In the case of global warming and in particular the notion of climate change being man made, most advocates would have you believe this is as factual as evolution itself. The only problem being there is actually is quite of bit of evidence to contradict it. It's not that there hasn't been a trend towards global warming, the planet has always had periods of warming and cooling, it's that the idea that this current phase of warming is man made is some type of indisputable fact that makes such claims actually more an example of anti-science than anything. Science does not advance by consensus, i.e., by what "most scientists" believe to be true or factual, but rather it advances by evidence that either supports or contradicts the given hypothesis. To argue that it must be true because that's what most scientists believe, is actually as unscientific a statement as can possibly be made. Being a "scientist" does not mean that every word that comes out of your mouth is gospel. Scientists are, after all, humans first, and scientists second, or possible third or fourth. Computer models that project what is "possible" in the future are largely dependent on the data you put into them and what you chose to put into it can often reflect your biases or be subject to flaws in methodology. And scientists, just like any other group of humans, have their own blindspots, as well as their own personal and political agendas. No one is immune to it, whether you believe in climate change or are a "denier".

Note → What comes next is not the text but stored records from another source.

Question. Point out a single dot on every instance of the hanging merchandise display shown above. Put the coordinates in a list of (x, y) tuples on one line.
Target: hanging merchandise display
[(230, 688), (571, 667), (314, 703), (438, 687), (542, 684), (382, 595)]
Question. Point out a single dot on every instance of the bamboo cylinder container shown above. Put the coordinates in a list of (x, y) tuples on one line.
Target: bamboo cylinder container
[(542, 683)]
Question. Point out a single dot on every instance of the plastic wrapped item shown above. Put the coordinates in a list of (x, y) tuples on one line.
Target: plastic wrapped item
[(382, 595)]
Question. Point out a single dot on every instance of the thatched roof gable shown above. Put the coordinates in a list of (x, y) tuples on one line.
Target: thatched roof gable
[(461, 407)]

In any event, my larger point here is not whether global warming is man made or likely to lead us to perdition or not, rather it's with the somewhat abrupt manner in which the author tosses aside everything he advocates up to this very last chapter, i.e, that we gather information, educate ourselves and sort through it with a System 2 mindset, and not jump to conclusions based on "instincts" which were more suited to an earlier time and place in our history. And yet, how quickly we humans revert to form.
I suppose this is somewhat understandable. We humans have always thought ourselves the center of the universe, whether it pertained to the Sun, the stars and the planets revolving around us vs. the other way around, or our own particular tribe being "God's people", as almost every religious sect seems to believe to be true somewhere deep inside. The current hypothesis that we can also change the climate is most likely just another iteration of this phenomena, but I'll try to be consistent to my own statements here and wait until the evidence is actually in.

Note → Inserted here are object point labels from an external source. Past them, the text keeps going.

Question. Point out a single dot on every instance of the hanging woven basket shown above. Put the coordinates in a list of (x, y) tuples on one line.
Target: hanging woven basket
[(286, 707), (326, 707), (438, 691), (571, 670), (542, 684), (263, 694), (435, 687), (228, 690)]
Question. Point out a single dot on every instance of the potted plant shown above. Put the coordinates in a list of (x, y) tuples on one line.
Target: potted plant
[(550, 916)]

8 of 10 people found the following review helpful.
WHERE WILL THE NOVEMBER VOTE TAKE US?
By Robert Huddleston
I’m well into the book. Of course it is hard going but equally so is the state of our politics. Meanwhile my local newspaper opined along the same line: Eight of ten voters are “essentially close-minded, unreasonable and irrational.” We know, and can tolerate, half of eligible voters not voting. But with eighty percent voters being essentially ill-informed and irrational the results of the coming November election can produce, at best, an incompetent chief executive and dangerous commander in chief. Perhaps a reading of POLITICAL ANIMALS will lead enough voters into the 20% bracket increasing it, hopefully, to 50% of voters that are “open-minded, reasonable, rational and informed.” Test yourself: Where do you fall?